Sally was my youngest sister. She was born with Down Syndrome, was mentally handicapped and partially deaf. This could have led to a life of isolation, of being left out and left behind.
But my parents did their best to make sure that Sally was always included in family activities: church, vacations, household chores, even board games and card games. She didn’t win very often, but she didn’t care (much) as long as she got to play along with everyone else.
She would announce to people that she was “multiply handicapped,” as if it was a badge of honor. To her it wasn’t a disability, it was what made her unique, made her special. Special Education. Special Olympics.
Sally was much more of an athlete than I was. She competed in swimming, diving, track and field, bowling, cross-country skiing. She won more than three dozen medals.
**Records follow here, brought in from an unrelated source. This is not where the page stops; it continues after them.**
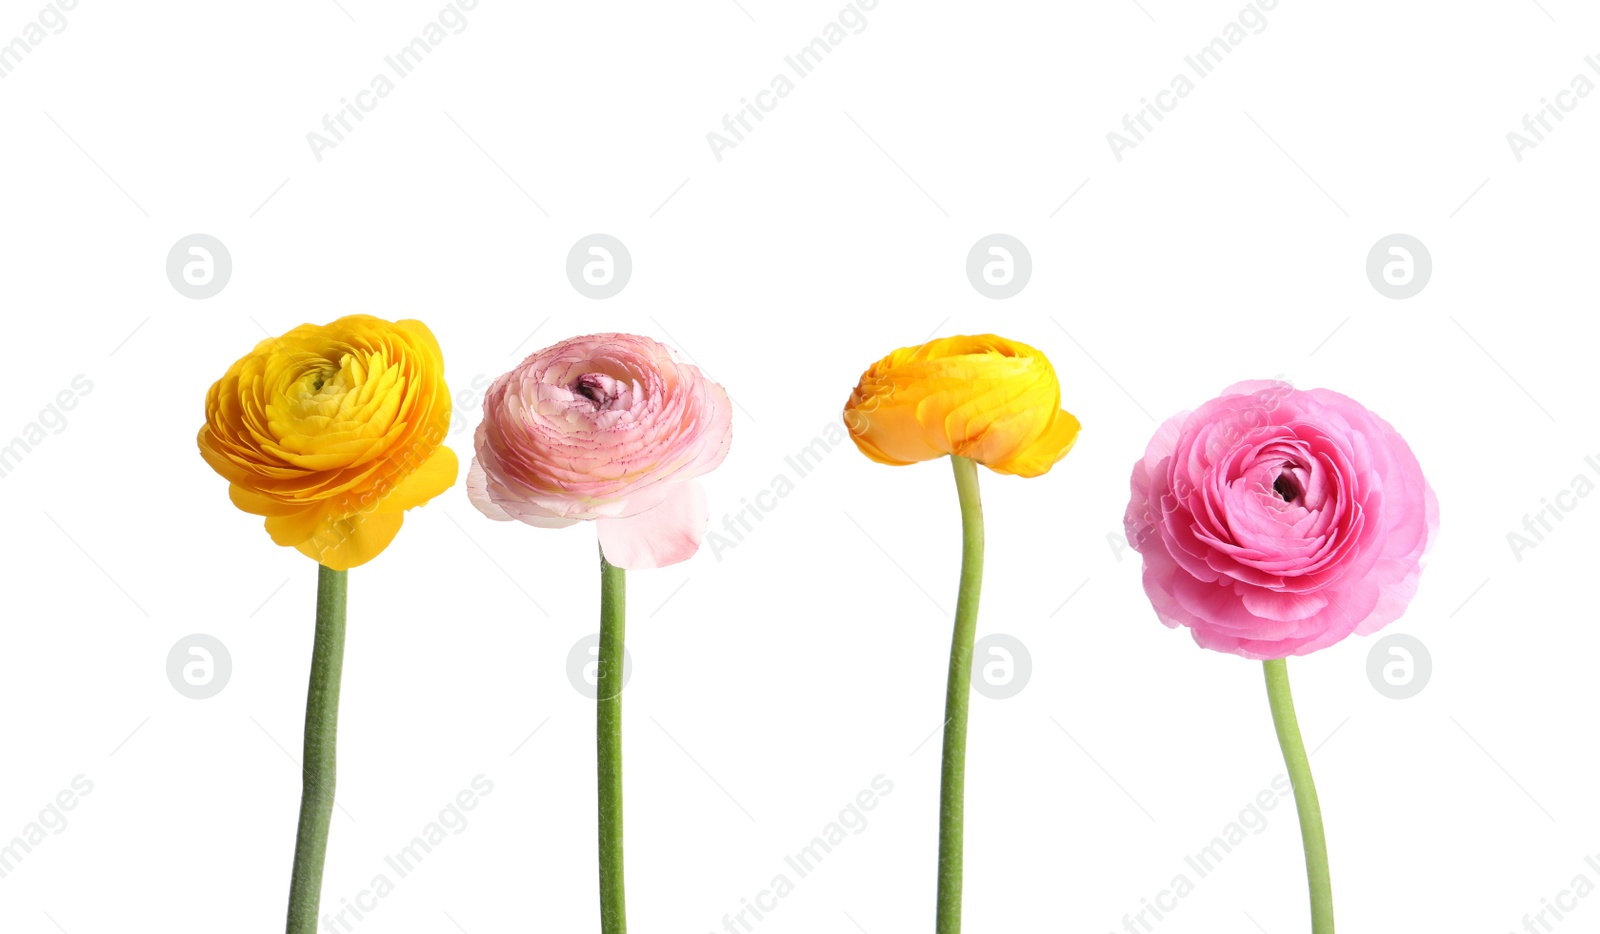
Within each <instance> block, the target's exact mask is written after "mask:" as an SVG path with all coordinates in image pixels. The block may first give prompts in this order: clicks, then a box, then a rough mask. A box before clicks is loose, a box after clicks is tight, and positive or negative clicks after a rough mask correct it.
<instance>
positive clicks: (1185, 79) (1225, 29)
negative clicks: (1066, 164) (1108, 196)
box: [1106, 0, 1282, 162]
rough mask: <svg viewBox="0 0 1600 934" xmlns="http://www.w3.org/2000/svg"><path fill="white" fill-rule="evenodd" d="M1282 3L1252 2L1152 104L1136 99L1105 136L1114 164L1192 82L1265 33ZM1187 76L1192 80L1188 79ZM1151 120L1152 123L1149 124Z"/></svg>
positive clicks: (1232, 21) (1150, 101)
mask: <svg viewBox="0 0 1600 934" xmlns="http://www.w3.org/2000/svg"><path fill="white" fill-rule="evenodd" d="M1280 2H1282V0H1253V2H1251V3H1248V5H1245V8H1243V10H1240V11H1238V18H1237V19H1232V21H1229V22H1226V24H1222V32H1221V35H1218V37H1214V38H1211V42H1208V43H1206V45H1203V46H1200V50H1198V51H1195V53H1194V54H1186V56H1184V64H1186V66H1189V70H1184V72H1178V74H1176V75H1173V80H1171V82H1168V86H1166V90H1163V91H1158V93H1157V94H1155V101H1150V99H1149V98H1139V109H1138V110H1134V112H1133V114H1123V117H1122V131H1120V133H1118V131H1117V130H1112V131H1110V133H1107V134H1106V142H1107V144H1110V154H1112V157H1114V158H1115V160H1117V162H1122V154H1123V152H1126V150H1130V149H1134V147H1138V146H1139V144H1141V142H1144V138H1146V136H1147V134H1149V133H1152V131H1154V130H1155V123H1160V122H1162V120H1166V115H1168V114H1171V112H1173V110H1176V109H1178V104H1179V102H1182V101H1184V99H1186V98H1187V96H1189V94H1192V93H1195V90H1197V88H1198V86H1200V85H1197V83H1195V80H1197V78H1198V80H1205V78H1208V77H1211V72H1214V70H1216V69H1218V66H1221V64H1222V62H1224V61H1226V59H1227V56H1230V54H1234V50H1235V48H1238V45H1240V43H1243V42H1245V40H1246V38H1250V37H1251V35H1261V34H1262V32H1266V30H1267V11H1270V10H1277V8H1278V3H1280ZM1190 74H1192V75H1194V77H1190ZM1150 120H1154V122H1155V123H1152V122H1150Z"/></svg>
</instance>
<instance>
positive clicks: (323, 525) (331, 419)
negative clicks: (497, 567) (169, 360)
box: [200, 315, 456, 571]
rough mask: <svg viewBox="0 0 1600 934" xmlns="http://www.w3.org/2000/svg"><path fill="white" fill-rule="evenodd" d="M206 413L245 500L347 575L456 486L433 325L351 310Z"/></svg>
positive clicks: (234, 384) (222, 393)
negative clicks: (410, 517) (350, 314)
mask: <svg viewBox="0 0 1600 934" xmlns="http://www.w3.org/2000/svg"><path fill="white" fill-rule="evenodd" d="M205 413H206V424H205V427H203V429H200V456H203V457H205V461H206V464H210V465H211V469H213V470H216V472H218V473H221V475H222V477H226V478H227V481H229V483H230V486H229V496H230V497H232V499H234V505H237V507H238V509H242V510H245V512H250V513H254V515H262V517H267V523H266V525H267V534H270V536H272V541H274V542H277V544H280V545H286V547H294V549H299V550H301V553H304V555H307V557H310V558H314V560H317V561H318V563H322V565H325V566H328V568H331V569H334V571H346V569H349V568H354V566H357V565H365V563H366V561H371V560H373V558H376V557H378V553H379V552H382V550H384V549H386V547H389V542H390V541H394V537H395V534H397V533H398V531H400V521H402V513H403V512H405V510H408V509H411V507H413V505H422V504H424V502H427V501H429V499H434V497H435V496H438V494H440V493H443V491H445V489H448V488H450V486H451V485H453V483H454V481H456V454H454V453H453V451H451V449H450V448H445V446H442V441H443V440H445V433H446V432H448V430H450V390H448V389H446V387H445V360H443V355H442V353H440V350H438V341H435V339H434V334H432V331H429V329H427V326H426V325H422V321H384V320H382V318H374V317H370V315H350V317H346V318H339V320H338V321H333V323H331V325H320V326H318V325H301V326H299V328H294V329H293V331H290V333H288V334H285V336H282V337H269V339H266V341H262V342H261V344H258V345H256V349H254V350H251V352H250V355H246V357H243V358H240V360H238V361H237V363H234V366H230V368H229V369H227V376H224V377H222V379H219V381H216V384H214V385H213V387H211V392H208V393H206V400H205Z"/></svg>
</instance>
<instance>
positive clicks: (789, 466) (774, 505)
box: [706, 422, 846, 563]
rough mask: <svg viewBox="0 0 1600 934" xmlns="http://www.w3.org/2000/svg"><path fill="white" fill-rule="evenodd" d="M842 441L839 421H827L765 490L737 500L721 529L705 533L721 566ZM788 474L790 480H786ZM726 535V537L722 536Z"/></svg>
mask: <svg viewBox="0 0 1600 934" xmlns="http://www.w3.org/2000/svg"><path fill="white" fill-rule="evenodd" d="M845 441H846V435H845V425H843V424H840V422H829V424H826V425H822V430H821V433H818V437H814V438H811V443H810V445H806V446H805V448H802V449H798V451H795V453H794V454H789V456H786V457H784V465H786V467H787V469H789V470H787V472H782V473H778V475H776V477H773V480H771V483H768V485H766V489H762V491H760V493H757V494H755V496H754V497H742V499H739V510H738V512H730V513H725V515H723V517H722V529H723V531H717V529H710V531H709V533H706V542H707V544H709V545H710V553H712V557H714V558H717V561H718V563H722V560H723V555H725V553H728V552H731V550H733V549H736V547H739V544H741V542H744V536H747V534H750V533H752V531H755V526H757V523H760V521H762V520H765V518H766V513H770V512H773V510H774V509H778V504H779V502H782V501H784V499H786V497H787V496H789V494H790V493H794V491H795V486H797V485H798V481H800V480H805V478H806V477H808V475H810V473H811V472H813V470H816V467H818V465H819V464H821V462H822V457H826V456H827V454H829V453H830V451H834V449H835V448H838V446H840V445H843V443H845ZM790 472H792V473H794V477H790ZM723 533H726V534H723Z"/></svg>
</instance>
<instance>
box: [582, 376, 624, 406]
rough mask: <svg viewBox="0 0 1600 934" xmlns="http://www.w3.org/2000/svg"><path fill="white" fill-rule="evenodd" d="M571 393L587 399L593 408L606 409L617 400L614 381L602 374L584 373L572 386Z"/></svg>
mask: <svg viewBox="0 0 1600 934" xmlns="http://www.w3.org/2000/svg"><path fill="white" fill-rule="evenodd" d="M573 392H574V393H578V395H581V397H584V398H587V400H589V401H592V403H594V405H595V408H602V409H603V408H606V406H608V405H611V403H614V401H616V400H618V395H619V393H618V387H616V381H614V379H611V377H610V376H606V374H603V373H586V374H582V376H579V377H578V382H574V384H573Z"/></svg>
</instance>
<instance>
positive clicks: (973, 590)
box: [934, 456, 984, 934]
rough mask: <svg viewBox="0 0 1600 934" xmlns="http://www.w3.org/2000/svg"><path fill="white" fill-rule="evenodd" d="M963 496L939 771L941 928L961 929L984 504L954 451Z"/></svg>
mask: <svg viewBox="0 0 1600 934" xmlns="http://www.w3.org/2000/svg"><path fill="white" fill-rule="evenodd" d="M950 464H952V465H954V467H955V491H957V494H958V496H960V501H962V589H960V593H958V597H957V600H955V635H954V637H952V640H950V680H949V685H947V686H946V696H944V766H942V771H941V777H939V907H938V916H936V923H934V931H938V934H960V931H962V820H963V816H965V809H966V702H968V699H970V697H971V686H973V640H974V638H976V635H978V595H979V590H982V584H984V507H982V501H981V499H979V497H978V462H976V461H971V459H970V457H955V456H952V457H950Z"/></svg>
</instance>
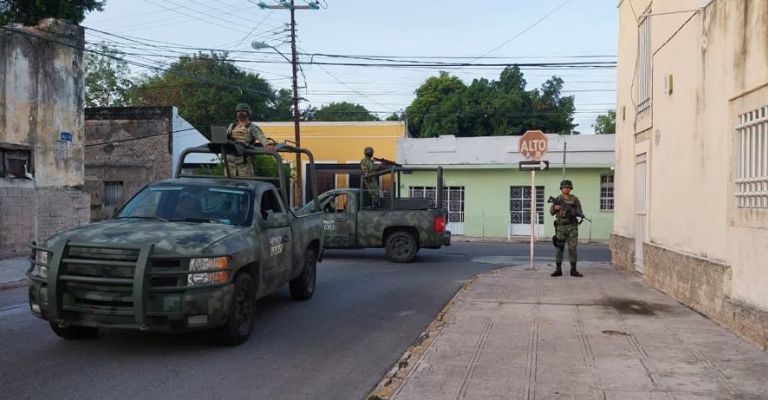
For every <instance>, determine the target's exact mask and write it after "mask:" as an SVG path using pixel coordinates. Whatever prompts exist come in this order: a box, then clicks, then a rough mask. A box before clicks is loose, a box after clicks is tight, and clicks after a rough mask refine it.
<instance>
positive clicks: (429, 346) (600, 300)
mask: <svg viewBox="0 0 768 400" xmlns="http://www.w3.org/2000/svg"><path fill="white" fill-rule="evenodd" d="M584 270H585V271H587V272H586V273H585V277H584V278H580V279H577V278H571V277H561V278H556V279H555V278H550V277H549V272H550V271H549V268H548V267H544V268H537V270H536V271H528V270H520V269H518V268H503V269H498V270H494V271H492V272H489V273H486V274H481V276H480V277H479V278H478V279H477V280H475V281H473V283H472V284H471V285H470V286H469V287H468V288H467V289H466V290H463V291H462V292H461V293H460V295H459V296H457V298H456V300H455V302H454V306H453V307H451V309H450V311H449V312H448V313H447V314H446V316H445V318H444V321H447V322H446V323H445V325H443V327H442V329H439V330H437V333H435V334H434V335H433V336H432V338H430V339H428V340H425V342H429V343H428V344H425V345H424V347H426V348H425V349H423V350H422V351H421V353H420V354H419V355H418V356H414V357H412V359H411V360H409V361H411V362H409V365H410V366H409V368H410V369H407V370H406V369H403V370H401V371H399V372H398V376H402V378H403V379H404V381H405V382H404V384H403V385H401V386H399V389H397V390H396V393H395V395H394V396H393V397H392V399H395V400H432V399H435V400H442V399H527V400H534V399H574V400H627V399H632V400H634V399H651V400H663V399H668V400H673V399H676V400H693V399H700V400H703V399H717V400H720V399H722V400H726V399H755V400H757V399H766V398H768V382H766V377H768V354H766V353H764V352H762V351H761V350H759V349H757V348H756V347H754V346H752V345H750V344H748V343H747V342H745V341H744V340H742V339H741V338H739V337H738V336H736V335H735V334H733V333H731V332H730V331H728V330H726V329H724V328H723V327H721V326H719V325H717V324H716V323H714V322H712V321H710V320H708V319H706V318H704V317H703V316H701V315H699V314H697V313H695V312H693V311H691V310H690V309H688V308H686V307H684V306H682V305H680V304H678V303H677V302H675V301H673V300H672V299H670V298H669V297H667V296H665V295H663V294H662V293H660V292H658V291H656V290H655V289H653V288H651V287H649V286H648V285H646V284H645V283H643V282H642V280H641V279H640V277H639V276H637V275H634V274H627V273H624V272H621V271H619V270H616V269H615V268H613V267H612V266H610V265H609V264H593V265H589V266H586V267H585V268H584ZM412 354H414V355H415V354H416V351H414V352H413V353H412ZM419 356H420V357H419ZM395 380H397V379H395Z"/></svg>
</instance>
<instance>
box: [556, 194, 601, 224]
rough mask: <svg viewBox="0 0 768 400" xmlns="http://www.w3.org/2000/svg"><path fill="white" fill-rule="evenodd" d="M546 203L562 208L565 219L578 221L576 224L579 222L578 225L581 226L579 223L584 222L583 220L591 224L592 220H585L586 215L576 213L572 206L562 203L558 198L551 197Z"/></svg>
mask: <svg viewBox="0 0 768 400" xmlns="http://www.w3.org/2000/svg"><path fill="white" fill-rule="evenodd" d="M547 203H554V204H555V205H558V206H560V207H562V208H563V209H564V210H565V216H566V218H577V220H578V222H579V225H581V223H582V222H584V220H587V221H589V222H592V220H591V219H589V218H587V216H586V215H584V214H582V213H580V212H577V211H576V210H575V209H574V208H573V206H572V205H570V204H568V203H566V202H564V201H563V200H562V199H561V198H559V197H552V196H549V199H547ZM579 218H581V219H579Z"/></svg>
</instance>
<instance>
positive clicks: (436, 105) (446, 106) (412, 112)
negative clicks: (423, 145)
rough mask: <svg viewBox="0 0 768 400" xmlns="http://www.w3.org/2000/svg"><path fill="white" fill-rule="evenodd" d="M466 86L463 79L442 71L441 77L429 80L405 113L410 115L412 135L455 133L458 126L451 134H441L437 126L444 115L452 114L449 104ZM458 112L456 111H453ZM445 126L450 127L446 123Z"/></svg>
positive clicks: (416, 96) (419, 92)
mask: <svg viewBox="0 0 768 400" xmlns="http://www.w3.org/2000/svg"><path fill="white" fill-rule="evenodd" d="M466 88H467V87H466V85H464V82H462V81H461V79H459V78H457V77H455V76H451V75H449V74H448V73H447V72H444V71H441V72H440V75H439V76H433V77H430V78H427V80H426V82H424V83H423V84H422V85H421V86H420V87H419V88H418V89H416V98H415V99H414V100H413V102H412V103H411V105H410V106H408V108H406V110H405V112H406V114H408V124H409V130H410V132H411V134H413V135H414V136H416V137H418V136H421V137H430V136H437V135H438V134H440V133H446V134H448V133H455V131H457V130H458V127H457V126H454V127H452V128H453V129H450V127H449V131H450V132H440V131H439V129H441V128H440V127H437V126H435V124H436V123H437V122H439V121H442V117H443V114H445V113H450V112H451V111H452V110H450V108H451V106H450V105H448V104H444V103H447V102H448V101H450V97H451V96H453V95H461V94H462V93H463V92H464V91H465V90H466ZM453 111H456V110H453ZM443 125H446V126H447V125H449V123H447V122H446V123H444V124H443Z"/></svg>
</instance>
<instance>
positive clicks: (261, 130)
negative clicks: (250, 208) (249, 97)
mask: <svg viewBox="0 0 768 400" xmlns="http://www.w3.org/2000/svg"><path fill="white" fill-rule="evenodd" d="M250 117H251V107H250V106H248V104H245V103H240V104H238V105H237V106H236V107H235V118H236V120H235V122H232V123H231V124H229V126H228V127H227V137H228V138H229V139H231V140H234V141H236V142H238V143H241V144H244V145H247V146H253V145H255V144H256V141H258V142H259V143H261V145H262V146H264V148H266V149H267V150H269V151H273V150H274V147H273V146H272V145H271V144H269V143H268V139H267V137H266V136H265V135H264V132H262V130H261V129H260V128H259V127H258V126H256V124H255V123H253V122H251V121H250ZM229 161H230V162H231V163H233V164H234V165H235V176H248V177H253V176H254V171H253V169H254V161H255V160H253V158H251V157H236V156H229Z"/></svg>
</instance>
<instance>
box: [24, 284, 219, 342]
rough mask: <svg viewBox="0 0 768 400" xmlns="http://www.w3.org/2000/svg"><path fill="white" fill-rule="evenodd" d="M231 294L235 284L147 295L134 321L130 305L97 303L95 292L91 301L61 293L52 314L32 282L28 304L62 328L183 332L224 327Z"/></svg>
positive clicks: (134, 319)
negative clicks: (122, 329) (139, 318)
mask: <svg viewBox="0 0 768 400" xmlns="http://www.w3.org/2000/svg"><path fill="white" fill-rule="evenodd" d="M233 291H234V285H233V284H228V285H223V286H218V287H212V288H195V289H186V290H181V291H178V292H171V293H150V294H149V296H148V297H147V304H146V312H145V316H144V318H142V319H141V321H137V319H136V316H135V313H134V310H132V309H131V305H129V304H121V306H122V307H115V306H114V305H113V306H106V305H105V304H106V303H107V300H97V297H99V296H98V295H97V294H95V293H92V294H91V295H90V296H88V297H90V298H91V299H92V300H90V301H82V299H75V298H74V297H73V296H71V295H68V294H67V293H64V294H63V295H62V299H61V300H60V304H61V311H60V312H59V313H53V312H51V311H52V310H51V302H50V301H49V297H48V293H49V291H48V287H47V285H46V284H44V283H41V282H38V281H33V282H32V283H31V285H30V286H29V305H30V308H31V310H32V313H33V314H34V315H35V316H37V317H39V318H42V319H44V320H48V321H51V322H55V323H59V324H64V325H67V324H72V325H78V326H90V327H94V328H115V329H135V330H143V331H157V332H184V331H191V330H200V329H209V328H214V327H217V326H221V325H223V324H224V323H225V322H226V320H227V317H228V311H229V306H230V304H231V302H232V293H233ZM123 303H129V302H123ZM56 314H58V315H56Z"/></svg>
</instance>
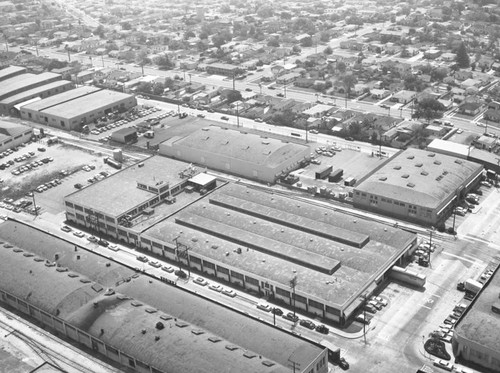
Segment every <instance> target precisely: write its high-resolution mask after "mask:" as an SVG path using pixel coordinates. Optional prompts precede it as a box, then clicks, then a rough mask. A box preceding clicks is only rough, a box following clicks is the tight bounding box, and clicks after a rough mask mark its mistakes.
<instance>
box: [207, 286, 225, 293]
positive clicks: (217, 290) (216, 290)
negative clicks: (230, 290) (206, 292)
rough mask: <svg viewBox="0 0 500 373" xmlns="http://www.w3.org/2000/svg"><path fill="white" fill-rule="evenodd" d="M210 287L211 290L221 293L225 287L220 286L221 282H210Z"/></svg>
mask: <svg viewBox="0 0 500 373" xmlns="http://www.w3.org/2000/svg"><path fill="white" fill-rule="evenodd" d="M208 288H209V289H210V290H213V291H216V292H217V293H220V292H221V291H222V289H223V288H222V286H220V285H219V284H210V285H209V286H208Z"/></svg>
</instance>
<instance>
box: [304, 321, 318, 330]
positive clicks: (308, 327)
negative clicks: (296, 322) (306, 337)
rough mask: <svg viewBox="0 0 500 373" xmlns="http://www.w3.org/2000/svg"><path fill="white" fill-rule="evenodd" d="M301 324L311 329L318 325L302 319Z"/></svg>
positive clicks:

One day, I asked to see them all. She draped them around her neck, one by one — gold, silver, bronze — until she could barely stand up straight for the weight of all the bling clanging across her chest.
“That’s pretty impressive,” I said.
“I know.” She grinned.
“I’d like to have some medals. Maybe I should be in the Special Olympics.”
“No,” she said. “You can’t.” The very idea both amused and appalled her.
“Why not? I think I’m pretty special.”
She looked at me for a long time, then patted my hand gently. “The thing is, God knows that you’re really not.”
I miss my confident, snarky, funny sister. She died in 2016, at the age of 55. I know that she would be happy — and proud — to know that she is helping Clarion West make sure that no writer is denied the opportunity to discover their own, very special voice.”
— Ellen Klages, 2019
Sally Klages was a lifelong writer, athlete, and artist. She was born with Down Syndrome. She was a founding member of the Down Syndrome Association of Central Ohio (DSACO), a board member of the National Down Syndrome Conference, and an active self-advocate. For more than a decade, she participated in the Special Olympics, winning medals in half a dozen different sports. She died in 2016, at the age of 55.